Honoring the season you are in
I listen to the 'Rise and Conquer' podcast by Georgie Stevenson, which I highly recommend if you are looking for inspiring content around healthy living, mindset and personal development. She recently started asking her guests "What season are you in?" and by that, she wasn't asking if it was summer or winter where you live, but rather, what point are you at in your life?
In our life, like a book, we experience different chapters, or seasons. Some of these are short, others are long. Some seasons may appear to be overwhelming and others may be inspiring. As much as we try to control the ebb and flow of our life, often we can't dictate the length or nature of the season, we can only choose whether we going to merely endure it or whether we going to embrace it and all the lessons and challenges it presents us with.
The Bible talks about this in Ecclesiastes 3:1-8:
"For everything there is a season, a time for every activity under heaven. A time to be born and a time to die" It goes on to describe all the different times that exist in our lives and encourages us to not only be prepared for these but to accept them as a natural aspect of life and growth.

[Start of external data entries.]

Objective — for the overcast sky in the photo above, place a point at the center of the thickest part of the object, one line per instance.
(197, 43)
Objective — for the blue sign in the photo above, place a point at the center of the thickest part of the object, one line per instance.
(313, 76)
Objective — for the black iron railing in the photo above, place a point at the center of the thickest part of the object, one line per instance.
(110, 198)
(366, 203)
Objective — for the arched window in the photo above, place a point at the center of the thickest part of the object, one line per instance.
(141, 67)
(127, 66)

It is important to honor the season you are in.
Maybe the season you are experiencing at the moment s not positive. It's easy to want to rush through it, get it "over and done with" and move onto something that is more enjoyable for you. But it's during these tests that you are stretched in ways you never thought possible, you are taught things like grit, resilience, perseverance and courage and you realise your true capacity. I love this quote by Rachel Hollis "How you approach the hills, is how you approach life". She uses this running metaphor to highlight how the challenges we face define us.

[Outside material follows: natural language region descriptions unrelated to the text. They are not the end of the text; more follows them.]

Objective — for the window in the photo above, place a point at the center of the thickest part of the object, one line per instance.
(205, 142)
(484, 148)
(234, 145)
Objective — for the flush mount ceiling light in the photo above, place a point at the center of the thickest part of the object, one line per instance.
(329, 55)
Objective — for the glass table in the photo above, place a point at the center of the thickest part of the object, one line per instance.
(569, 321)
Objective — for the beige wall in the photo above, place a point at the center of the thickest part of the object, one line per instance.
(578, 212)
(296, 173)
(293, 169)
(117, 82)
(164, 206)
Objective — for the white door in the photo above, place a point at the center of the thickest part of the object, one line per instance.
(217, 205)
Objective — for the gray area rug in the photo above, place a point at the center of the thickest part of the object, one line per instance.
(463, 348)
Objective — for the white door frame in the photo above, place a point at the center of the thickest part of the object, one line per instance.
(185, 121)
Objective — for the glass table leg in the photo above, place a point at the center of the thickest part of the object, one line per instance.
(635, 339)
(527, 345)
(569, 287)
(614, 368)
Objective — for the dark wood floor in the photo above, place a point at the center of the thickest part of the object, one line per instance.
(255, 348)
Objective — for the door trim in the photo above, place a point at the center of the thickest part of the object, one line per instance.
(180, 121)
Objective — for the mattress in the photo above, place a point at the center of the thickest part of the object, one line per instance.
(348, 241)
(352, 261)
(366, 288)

Perhaps the season you are in seems unnecessarily slow, boring and mundane?
Maybe you are being called to a slower life. It is during these slow times that you learn the importance of quiet moments, practicing gratitude and mindfulness and being a good steward with what you already have before you are given anything new.
Right now I'm called to a season of 'waiting'.
I wanted so desperately to own my own house, get married and have kids, moving onto that next season and phase in life. But I'm hearing very clearly from God that the season I need to be in is one of quiet and stillness. Earlier this year, Dave and I were gearing up to buy a house in the area we want to live in. We had all the finances sorted, our offer was accepted and it seemed like everything was moving along in the direction I wanted. Then the building report came back. We found out some things that we weren't expecting and it didn't look like a financially viable project. We pulled out of the sale. Once again, I was devastated. This coincided with a $25 a week rent increase on our current place, so I was desperate to get out. I started combing through rentals online, uncertain that anything would come up in my area. Lo and behold, a new rental was listed. I applied and was accepted. Not only is this new house super cute and easy to maintain, but it is also $85 a week cheaper. I wouldn't have found this gem of a place if I had of gone ahead with the other sale.
When the house we wanted to buy fell through I could have been so disheartened that I pushed to make it happen or to find a different house to buy. But instead, I took it as a sign that this is the season to rent, save my money and stay put. This season taught me about patience and being a good steward of the house I already live in and the money I already have saved. Maybe it's not what I wanted or what I envisioned for my life, but perhaps it's what I need.
If you are looking at your season and being uncertain or disheartened by it, don't be. Chances are there are things that you need to learn that only this time in your life can teach you.